Die Gesundheitsstudie
Diabetes mellitus
Wesentliches Merkmal der Stoffwechselerkrankung Diabetes mellitus ist chronisch erhöhter Blutzucker. Deshalb wird sie auch Zuckerkrankheit genannt.
Diabetes mellitus vereint unterschiedliche Krankheitsbilder: Während der Typ-1(a)-Diabetes eine Autoimmunkrankheit ist, bei der die Insulin produzierenden Zellen in der Bauchspeicheldrüse zerstört werden, spielen beim Typ-2-Diabetes verschiedene Faktoren wie Übergewicht beziehungsweise Adipositas, Bewegungsmangel sowie genetische Anlagen zusammen.
Neuerkrankungen betreffen bei Typ-1-Diabetes vor allem Kinder, Jugendliche oder junge Erwachsene.
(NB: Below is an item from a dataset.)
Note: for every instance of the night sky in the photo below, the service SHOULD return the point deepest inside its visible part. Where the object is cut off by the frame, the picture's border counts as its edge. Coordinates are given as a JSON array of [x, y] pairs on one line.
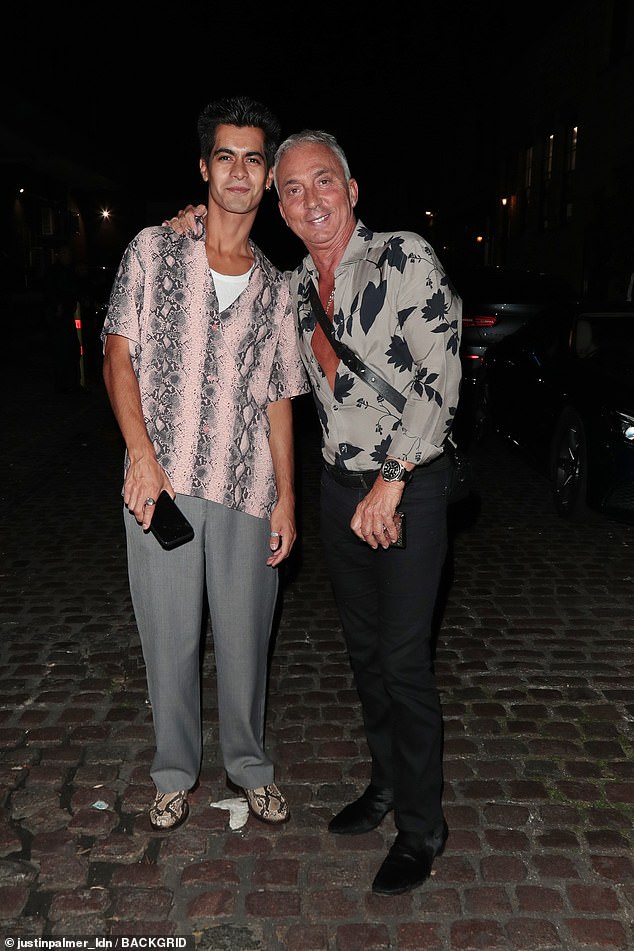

Der mit der Krankheit verbundene Insulinmangel wäre tödlich und muss deshalb mehrfach täglich durch Spritzen ausgeglichen werden.
Am Diabetes vom Typ 2 dagegen erkranken vorwiegend Menschen jenseits der 40, mit zunehmendem Alter steigt ebenso die Häufigkeit. Bei dieser Form des Diabetes kommt es zu einer Insulinresistenz der Zellen, zugleich schüttet die Bauchspeicheldrüse weniger Insulin aus. Resultat sind Störungen des Zuckerhaushalts, des Fettstoffwechsels und weiterer Stoffwechselsysteme. Diabetes erhöht die Gefahr von Herz-Kreislaufkrankheiten und ist oft mit schweren Folgen wie Erblindung oder Amputation verbunden.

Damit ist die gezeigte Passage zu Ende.